Patients must make the request in writing, “in a free and informed manner.” A second physician (independent of the patient and the doctor making the initial request) must give his/her medical consent in writing.

The province is going to establish a commission on end-of-life care to oversee/evaluate the process. It will be composed of four health or social services professionals (at least two physicians), a jurist, a member of an institution and an ethicist.

It’s hard to imagine that such stringent controls could possibly be ineffective.

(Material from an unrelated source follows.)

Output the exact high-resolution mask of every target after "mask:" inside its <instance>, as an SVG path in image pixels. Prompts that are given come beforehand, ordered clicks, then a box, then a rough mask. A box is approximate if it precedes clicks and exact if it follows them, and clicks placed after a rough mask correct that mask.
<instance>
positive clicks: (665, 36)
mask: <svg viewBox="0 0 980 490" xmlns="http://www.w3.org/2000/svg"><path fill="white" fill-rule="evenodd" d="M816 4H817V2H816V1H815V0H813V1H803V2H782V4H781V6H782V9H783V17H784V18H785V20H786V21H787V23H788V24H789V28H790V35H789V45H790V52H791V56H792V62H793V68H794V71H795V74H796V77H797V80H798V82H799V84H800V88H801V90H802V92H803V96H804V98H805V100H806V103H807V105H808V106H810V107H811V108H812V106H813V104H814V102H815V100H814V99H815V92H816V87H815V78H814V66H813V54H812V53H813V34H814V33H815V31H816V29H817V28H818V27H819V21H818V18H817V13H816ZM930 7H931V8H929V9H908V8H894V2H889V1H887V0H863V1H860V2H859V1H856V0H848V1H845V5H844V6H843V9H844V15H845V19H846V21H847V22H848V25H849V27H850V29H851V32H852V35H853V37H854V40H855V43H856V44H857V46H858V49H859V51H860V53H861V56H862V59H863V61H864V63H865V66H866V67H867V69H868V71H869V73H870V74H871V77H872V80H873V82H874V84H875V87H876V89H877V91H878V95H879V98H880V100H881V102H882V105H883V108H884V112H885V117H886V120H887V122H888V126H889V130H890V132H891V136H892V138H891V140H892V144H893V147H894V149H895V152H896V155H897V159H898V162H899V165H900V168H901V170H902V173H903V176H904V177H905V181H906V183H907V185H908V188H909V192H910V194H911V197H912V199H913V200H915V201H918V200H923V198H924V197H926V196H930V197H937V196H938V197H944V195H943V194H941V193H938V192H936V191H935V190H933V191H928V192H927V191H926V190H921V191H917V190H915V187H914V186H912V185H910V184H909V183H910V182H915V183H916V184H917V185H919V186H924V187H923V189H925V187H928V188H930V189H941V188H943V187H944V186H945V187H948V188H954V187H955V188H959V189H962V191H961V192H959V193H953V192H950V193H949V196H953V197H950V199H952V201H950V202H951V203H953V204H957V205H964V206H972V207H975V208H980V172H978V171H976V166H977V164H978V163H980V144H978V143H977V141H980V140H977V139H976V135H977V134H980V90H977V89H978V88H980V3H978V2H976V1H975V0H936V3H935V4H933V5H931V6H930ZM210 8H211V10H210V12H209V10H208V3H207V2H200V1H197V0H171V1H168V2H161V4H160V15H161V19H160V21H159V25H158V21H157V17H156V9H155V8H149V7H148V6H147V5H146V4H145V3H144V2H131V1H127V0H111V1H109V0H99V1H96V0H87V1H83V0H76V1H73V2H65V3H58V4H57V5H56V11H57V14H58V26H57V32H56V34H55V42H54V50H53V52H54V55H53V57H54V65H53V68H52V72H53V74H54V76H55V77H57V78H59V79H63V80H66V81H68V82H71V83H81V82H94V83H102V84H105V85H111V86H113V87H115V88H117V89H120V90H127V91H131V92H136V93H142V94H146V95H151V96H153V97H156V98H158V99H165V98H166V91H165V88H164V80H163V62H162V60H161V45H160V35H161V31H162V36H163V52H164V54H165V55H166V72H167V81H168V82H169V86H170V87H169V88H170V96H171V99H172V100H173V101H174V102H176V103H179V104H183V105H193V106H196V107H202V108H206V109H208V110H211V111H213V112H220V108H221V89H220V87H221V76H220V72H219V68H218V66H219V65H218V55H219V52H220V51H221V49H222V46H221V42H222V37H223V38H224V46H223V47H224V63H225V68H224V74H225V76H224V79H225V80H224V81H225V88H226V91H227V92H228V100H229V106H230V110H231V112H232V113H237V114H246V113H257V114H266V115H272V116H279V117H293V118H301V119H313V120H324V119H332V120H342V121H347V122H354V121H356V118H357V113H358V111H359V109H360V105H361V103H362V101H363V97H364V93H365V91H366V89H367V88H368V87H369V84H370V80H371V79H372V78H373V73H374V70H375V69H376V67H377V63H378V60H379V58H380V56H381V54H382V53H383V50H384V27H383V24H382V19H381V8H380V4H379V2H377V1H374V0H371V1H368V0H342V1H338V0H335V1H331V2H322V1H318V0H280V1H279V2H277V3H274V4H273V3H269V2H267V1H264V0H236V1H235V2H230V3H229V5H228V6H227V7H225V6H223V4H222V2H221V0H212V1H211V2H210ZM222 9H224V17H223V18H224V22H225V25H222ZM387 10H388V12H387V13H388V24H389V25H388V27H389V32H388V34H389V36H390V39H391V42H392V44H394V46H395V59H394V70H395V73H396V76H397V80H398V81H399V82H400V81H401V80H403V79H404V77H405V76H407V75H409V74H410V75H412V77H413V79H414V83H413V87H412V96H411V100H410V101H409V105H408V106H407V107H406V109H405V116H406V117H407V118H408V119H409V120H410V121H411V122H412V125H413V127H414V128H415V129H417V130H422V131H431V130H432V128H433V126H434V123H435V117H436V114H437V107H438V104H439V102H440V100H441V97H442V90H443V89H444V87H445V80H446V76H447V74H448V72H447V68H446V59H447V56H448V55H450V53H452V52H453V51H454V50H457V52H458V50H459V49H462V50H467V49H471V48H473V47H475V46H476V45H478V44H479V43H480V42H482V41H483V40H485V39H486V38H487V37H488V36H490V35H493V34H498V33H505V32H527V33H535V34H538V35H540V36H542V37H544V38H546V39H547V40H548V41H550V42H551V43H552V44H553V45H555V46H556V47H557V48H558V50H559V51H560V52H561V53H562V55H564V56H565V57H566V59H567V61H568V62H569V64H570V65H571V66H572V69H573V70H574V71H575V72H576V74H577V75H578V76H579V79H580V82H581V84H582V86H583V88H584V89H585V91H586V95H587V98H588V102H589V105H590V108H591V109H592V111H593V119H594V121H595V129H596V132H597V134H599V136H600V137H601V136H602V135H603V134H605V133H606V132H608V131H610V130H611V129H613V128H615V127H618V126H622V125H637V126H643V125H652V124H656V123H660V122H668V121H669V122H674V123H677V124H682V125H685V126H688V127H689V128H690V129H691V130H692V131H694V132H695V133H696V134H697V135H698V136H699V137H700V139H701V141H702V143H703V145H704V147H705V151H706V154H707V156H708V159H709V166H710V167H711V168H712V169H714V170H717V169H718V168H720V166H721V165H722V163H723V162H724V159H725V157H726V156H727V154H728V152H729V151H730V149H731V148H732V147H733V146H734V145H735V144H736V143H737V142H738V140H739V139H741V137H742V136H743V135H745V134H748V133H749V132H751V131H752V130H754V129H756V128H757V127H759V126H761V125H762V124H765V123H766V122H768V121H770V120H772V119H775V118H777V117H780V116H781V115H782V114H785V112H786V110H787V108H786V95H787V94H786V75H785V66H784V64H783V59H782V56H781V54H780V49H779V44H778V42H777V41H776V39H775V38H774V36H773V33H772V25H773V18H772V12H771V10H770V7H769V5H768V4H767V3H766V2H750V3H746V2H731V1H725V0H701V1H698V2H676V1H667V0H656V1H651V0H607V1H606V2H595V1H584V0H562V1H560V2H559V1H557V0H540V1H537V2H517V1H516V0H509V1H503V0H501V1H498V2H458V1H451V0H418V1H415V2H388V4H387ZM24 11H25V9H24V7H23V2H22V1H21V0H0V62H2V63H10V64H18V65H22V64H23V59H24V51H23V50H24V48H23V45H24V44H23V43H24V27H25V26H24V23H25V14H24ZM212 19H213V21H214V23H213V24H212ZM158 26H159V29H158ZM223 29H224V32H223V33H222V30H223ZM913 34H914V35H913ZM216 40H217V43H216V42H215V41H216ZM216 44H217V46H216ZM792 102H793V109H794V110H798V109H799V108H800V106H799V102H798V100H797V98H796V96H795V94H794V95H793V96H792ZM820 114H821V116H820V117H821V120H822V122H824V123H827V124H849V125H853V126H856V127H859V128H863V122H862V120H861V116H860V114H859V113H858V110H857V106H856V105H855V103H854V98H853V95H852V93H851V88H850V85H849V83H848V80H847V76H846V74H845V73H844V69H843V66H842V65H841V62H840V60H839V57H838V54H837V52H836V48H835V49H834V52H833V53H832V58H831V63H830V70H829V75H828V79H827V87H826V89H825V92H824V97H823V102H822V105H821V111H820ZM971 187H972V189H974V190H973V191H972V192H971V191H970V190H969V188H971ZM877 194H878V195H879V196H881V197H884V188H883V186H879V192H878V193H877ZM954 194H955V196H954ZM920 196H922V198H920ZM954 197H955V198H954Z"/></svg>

But a decade of euthanasia in Belgium suggests these regulations are certainly fallible and, over time, will do little to prevent euthanasia from becoming a common and trivial exercise.

Belgium adopted a euthanasia law in 2002, with essentially all of the same controls in place — the patient has to be an adult or a minor with adult legal status, the request has to be voluntary and repeated, no hope of recovery, constant and unbearable physical or psychological suffering, and the proper paperwork and consultations must happen.

Ten years later, Belgium has broadened the scope of eligibility and made headlines for euthanizing those who are chronically depressed, an anorexic who was sexually abused by her psychiatrist, and identical twins who were told they would go blind. They are currently discussing euthanizing those with dementia, as well as premature and handicapped newborns. The Belgian senate is voting on a law to euthanize children because “age should not be … a decisive criteria” for euthanasia.

In 2012, the European Institute of Bioethics looked through reports by the commission that oversees euthanasia and evaluated the effectiveness and enforcement of its controls. Quebecers should run, not walk, to the nearest computer and see what it has to say: The commission has admitted it cannot determine the number of euthanasia cases that go unreported, even though the purpose of the law was to make euthanasia transparent and regulate it. The Lancet (2012) reports that almost one-quarter (23 per cent) of euthanasia deaths in the Netherlands are not reported; Belgium is likely similar.

The commission looks the other way when written declarations by patients are missing from files. The requirement for a “life-threatening and incurable illness” has somehow morphed to include patients suffering from various non-fatal pathologies.

“Unbearable pain” is now considered too subjective to be a requirement, so the commission no longer verifies suffering.

Medically assisted suicide (the doctor provides lethal drugs to the patient, but is not present at death), not included in the initial law, is now assumed to be legal. The law requires any surplus of the lethal drug to be returned to the pharmacy, but this has never happened.

The law assures all that the oversight commission will be a “pluralistic” representation of medical, legal and social professions. Yet, nearly half of the commissioners are also members of right-to-die groups.

In spite of all this, Quebec is convinced these same control mechanisms will be effective when deployed in Canada.

My one comment to all the well-meaning groups and legislators who are charging into this ethical black hole because they want to die an easy death: Be careful what you wish for; it may come true. Death may soon be all too easy to attain.